Sending caps to userspace (Re: [GIT PULL] kdbus for 4.1-rc1)

From: Andy Lutomirski
Date: Wed Apr 15 2015 - 11:42:34 EST

[resending because gmail.]

tl;dr AFAICS systemd is the only thing using caps like this.
systemd's code for that appears to be exploitably buggy, but that bug
is mitigated by the fact that I haven't found any evidence that the
cap check does anything, so there's nothing to exploit. But it sure
seems like a single example of this mechanism being used with no real
purpose is not a good justificaiton for trying to support it for real.

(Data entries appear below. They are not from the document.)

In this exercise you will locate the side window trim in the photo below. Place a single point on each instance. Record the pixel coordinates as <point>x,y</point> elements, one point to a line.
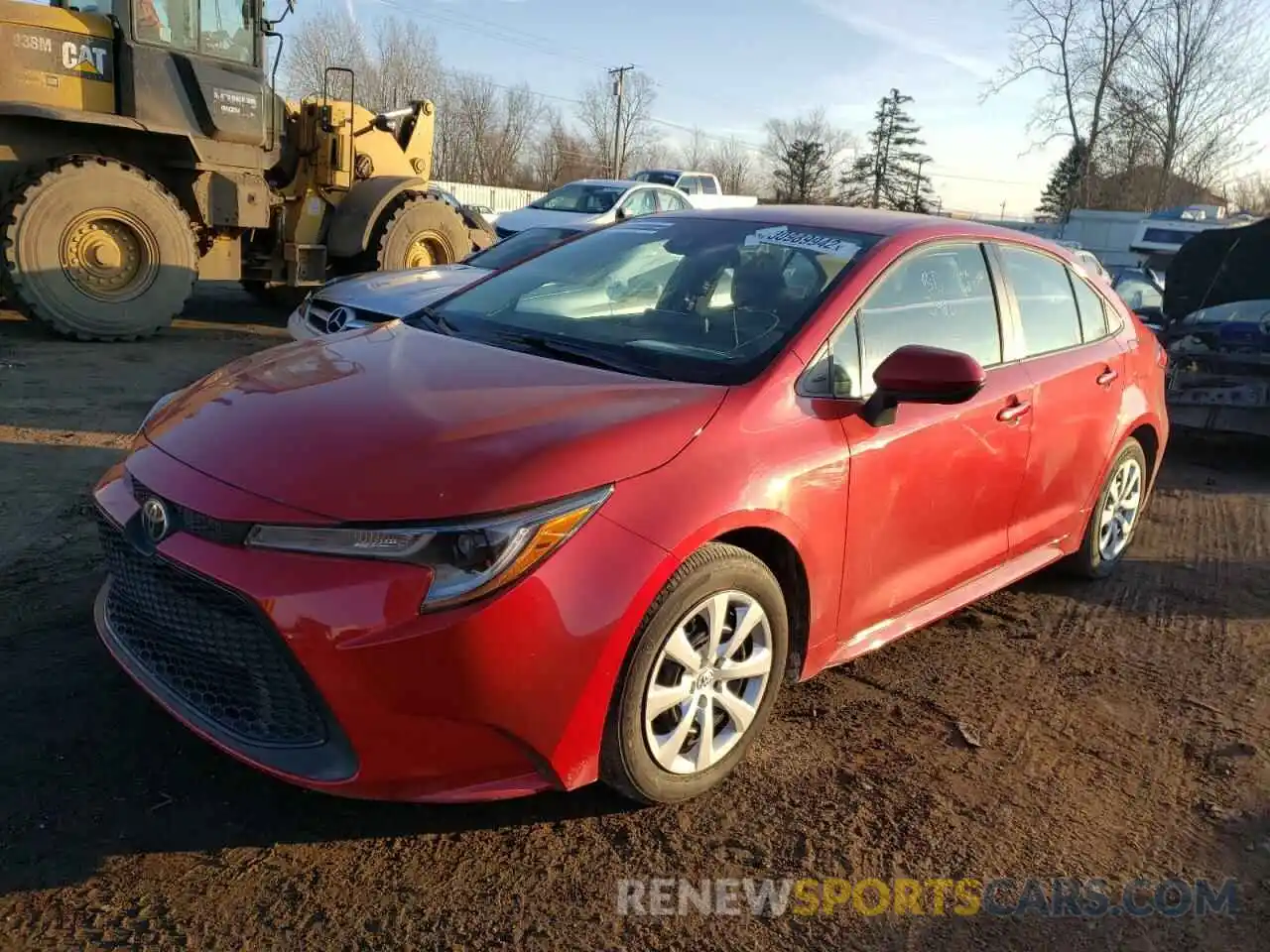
<point>1006,316</point>
<point>922,249</point>
<point>1074,276</point>
<point>826,352</point>
<point>1007,306</point>
<point>1021,344</point>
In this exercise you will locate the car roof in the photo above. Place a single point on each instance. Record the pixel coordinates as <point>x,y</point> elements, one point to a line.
<point>624,182</point>
<point>871,221</point>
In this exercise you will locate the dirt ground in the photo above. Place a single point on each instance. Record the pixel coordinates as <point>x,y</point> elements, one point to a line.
<point>1124,731</point>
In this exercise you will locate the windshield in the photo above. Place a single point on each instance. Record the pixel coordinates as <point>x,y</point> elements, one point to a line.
<point>516,248</point>
<point>697,299</point>
<point>580,197</point>
<point>661,178</point>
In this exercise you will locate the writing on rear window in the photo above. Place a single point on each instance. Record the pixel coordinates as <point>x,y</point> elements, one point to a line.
<point>806,240</point>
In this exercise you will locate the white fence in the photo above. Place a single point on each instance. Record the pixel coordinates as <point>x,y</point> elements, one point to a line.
<point>500,199</point>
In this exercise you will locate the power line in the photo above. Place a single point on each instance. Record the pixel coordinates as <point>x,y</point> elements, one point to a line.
<point>548,46</point>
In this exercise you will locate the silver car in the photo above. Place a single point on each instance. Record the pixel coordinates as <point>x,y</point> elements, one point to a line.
<point>361,299</point>
<point>590,203</point>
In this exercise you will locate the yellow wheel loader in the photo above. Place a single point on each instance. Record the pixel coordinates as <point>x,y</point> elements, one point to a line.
<point>141,150</point>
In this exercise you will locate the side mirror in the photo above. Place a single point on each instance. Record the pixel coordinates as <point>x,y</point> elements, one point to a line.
<point>922,375</point>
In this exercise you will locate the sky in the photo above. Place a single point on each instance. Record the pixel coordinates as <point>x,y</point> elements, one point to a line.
<point>726,66</point>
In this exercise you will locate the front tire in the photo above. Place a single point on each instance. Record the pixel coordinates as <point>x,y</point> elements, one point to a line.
<point>418,231</point>
<point>699,680</point>
<point>96,250</point>
<point>1115,516</point>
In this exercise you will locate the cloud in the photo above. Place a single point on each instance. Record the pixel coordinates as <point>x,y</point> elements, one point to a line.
<point>905,39</point>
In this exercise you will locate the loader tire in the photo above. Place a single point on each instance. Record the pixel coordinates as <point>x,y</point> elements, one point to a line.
<point>417,231</point>
<point>96,250</point>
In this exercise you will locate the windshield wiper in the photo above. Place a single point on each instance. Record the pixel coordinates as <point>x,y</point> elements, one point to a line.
<point>570,350</point>
<point>432,320</point>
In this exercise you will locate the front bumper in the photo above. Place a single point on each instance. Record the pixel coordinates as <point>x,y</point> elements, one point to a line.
<point>499,698</point>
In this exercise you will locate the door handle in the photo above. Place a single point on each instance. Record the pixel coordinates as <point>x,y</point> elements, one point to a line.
<point>1014,412</point>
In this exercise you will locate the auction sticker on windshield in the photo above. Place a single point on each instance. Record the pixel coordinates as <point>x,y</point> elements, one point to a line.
<point>806,240</point>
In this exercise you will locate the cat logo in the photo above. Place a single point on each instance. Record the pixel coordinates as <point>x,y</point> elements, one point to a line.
<point>84,59</point>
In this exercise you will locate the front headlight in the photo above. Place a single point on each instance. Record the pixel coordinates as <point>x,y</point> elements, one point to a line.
<point>468,558</point>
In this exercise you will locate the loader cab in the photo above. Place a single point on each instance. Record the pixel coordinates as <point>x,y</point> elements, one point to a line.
<point>195,66</point>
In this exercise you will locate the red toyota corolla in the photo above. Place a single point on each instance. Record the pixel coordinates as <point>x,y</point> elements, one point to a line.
<point>581,520</point>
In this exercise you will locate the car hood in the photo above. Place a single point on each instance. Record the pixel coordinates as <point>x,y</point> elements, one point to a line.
<point>1237,312</point>
<point>544,218</point>
<point>395,422</point>
<point>1219,267</point>
<point>399,294</point>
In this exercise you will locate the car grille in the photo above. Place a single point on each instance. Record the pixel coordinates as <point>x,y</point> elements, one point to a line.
<point>209,648</point>
<point>186,520</point>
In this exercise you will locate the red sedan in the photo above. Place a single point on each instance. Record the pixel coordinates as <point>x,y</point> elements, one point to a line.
<point>581,520</point>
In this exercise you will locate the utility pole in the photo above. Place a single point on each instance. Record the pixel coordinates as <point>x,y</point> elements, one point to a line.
<point>619,76</point>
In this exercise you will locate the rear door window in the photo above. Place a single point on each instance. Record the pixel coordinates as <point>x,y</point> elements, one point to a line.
<point>642,202</point>
<point>940,296</point>
<point>1047,306</point>
<point>1093,316</point>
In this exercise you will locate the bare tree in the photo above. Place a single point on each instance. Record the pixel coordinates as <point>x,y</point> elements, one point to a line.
<point>1251,194</point>
<point>407,67</point>
<point>733,164</point>
<point>1201,76</point>
<point>484,130</point>
<point>561,155</point>
<point>1080,50</point>
<point>693,154</point>
<point>330,37</point>
<point>597,112</point>
<point>806,154</point>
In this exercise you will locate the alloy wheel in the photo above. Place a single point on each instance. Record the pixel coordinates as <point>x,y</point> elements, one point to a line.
<point>707,682</point>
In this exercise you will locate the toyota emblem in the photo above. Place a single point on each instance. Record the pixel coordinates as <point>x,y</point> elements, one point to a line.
<point>155,520</point>
<point>338,318</point>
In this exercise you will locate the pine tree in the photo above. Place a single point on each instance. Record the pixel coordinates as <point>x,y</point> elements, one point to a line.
<point>1065,185</point>
<point>889,176</point>
<point>803,173</point>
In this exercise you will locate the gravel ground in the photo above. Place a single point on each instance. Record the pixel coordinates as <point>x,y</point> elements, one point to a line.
<point>1123,730</point>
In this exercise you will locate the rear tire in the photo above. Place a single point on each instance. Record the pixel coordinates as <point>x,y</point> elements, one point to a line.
<point>716,581</point>
<point>1116,515</point>
<point>418,231</point>
<point>96,250</point>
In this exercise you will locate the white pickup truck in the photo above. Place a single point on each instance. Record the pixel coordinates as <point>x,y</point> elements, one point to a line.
<point>701,188</point>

On Apr 15, 2015 5:00 AM, "Greg Kroah-Hartman"
<gregkh@xxxxxxxxxxxxxxxxxxx> wrote:
> [Back to the capability discussion]
> On Tue, Apr 14, 2015 at 11:57:22AM -0700, Andy Lutomirski wrote:
> > >> Then I'll have to find a way to embolden my NACK further. My point is
> > >> that capturing garbage like cmdline and capabilities (again, that
> > >> latter part is completely unacceptable under any circumstances
> > >> whatsoever) on behalf of *all* senders is a disaster. If it's
> > >> optional, then I can at least hope that userspace will honor the
> > >> optionality and let everything turn it off. If it's mandatory, then
> > >> kdbus is just unsafe to use to send messages to untrusted parties.
> > >
> > > It's opted in by the receiving peer if the task implementing a service
> > > wants to access these pieces of information. It is optional, and the
> > > documentation clearly states that userspace should cope with this, and
> > > also, when they are available we make sure to provide the correct
> > > race-free information.
> > >
> > > As said many times before, an application can do so already today with
> > > information from other API file systems, so why is this suddenly a
> > > problem when kdbus optionally offers the exact same information along
> > > with each transmitted message? Yes, we all "hate" capabilities, but
> > > userspace uses them, and gets access to them all the time through the
> > > POSIX apis (capget(), cap_get_pid(), capgetp(), etc.) and through
> > > /proc/pid/status. They are something that we have to support and handle
> > > properly.
> > >
> > > In the very first submission of kdbus, we stated that we want to allow
> > > userspace methods to access these same bits to be able to make decisions
> > > about permissions. And to do so in a race-free manner, which is very
> > > hard, if not almost impossible, to do so from userspace alone.
> > >
> > > For instance, if a task has CAP_NET_ADMIN set, we can use that
> > > information in order to allow or disallow certain actions to be taken by
> > > a privileged process. Or, if a client that has the capability to call
> > > reboot (i.e. have CAP_SYS_REBOOT) makes the D-Bus call to reboot the
> > > system, the system daemon listening for that message knows that yes, at
> > > the time that the client made that call, it really did have that
> > > capability so it is ok to actually reboot the system.
> > >
> > > Instead of trying to use SCM_CREDENTIALS to get the pid and another
> > > round of cap_get_pid() and the like, all of which are susceptable to
> > > racing and all sorts of other horrors, that are insecure, we can provide
> > > this information in an atomic, and secure way.
> >
> > /me suppresses a long string of expletives.
> >
> > Please point me at the code that does this with caps. It's WRONG in
> > userspace and it's WRONG in the kernel. I want to know what code that
> > runs on my system does this so I can send the appropriate bug reports
> > and get it fixed. I think the RHEL crowd at least will take it
> > seriously when I tell them that this is a security hole.
> Look at how polkit and login manager work. Or anything that uses
> SCM_CREDENTIALS. Also I think PAM does odd things with credentials, but
> it's been a long time since I looked at any PAM code, I could be wrong.
> Also look at users of SO_PEERCRED, as those are used in places as well,
> but you know all about those.

Huh? The only thing the unix socket creds crap has to do with caps is
that it gives you a pid. AFAICT, and I could be wrong, systemd is the
only code that came up with the dubious idea of mapping
AF_UNIX-derived pids to caps.

> Also look at programs that make those capability calls, they are
> obviously using them for some reason, right? Nothing we can do about
> them, and it's not the main issue here at all, sorry for the
> side-discussion.

I looked. AFAICT polkit doesn't use caps. Systemd does (look for
VTABLE_CAP and the associated code) for reasons that escape me. I
have yet to find a single cap-guarded method in the systemd code base
that isn't also guarded by dbus policy and/or polkit.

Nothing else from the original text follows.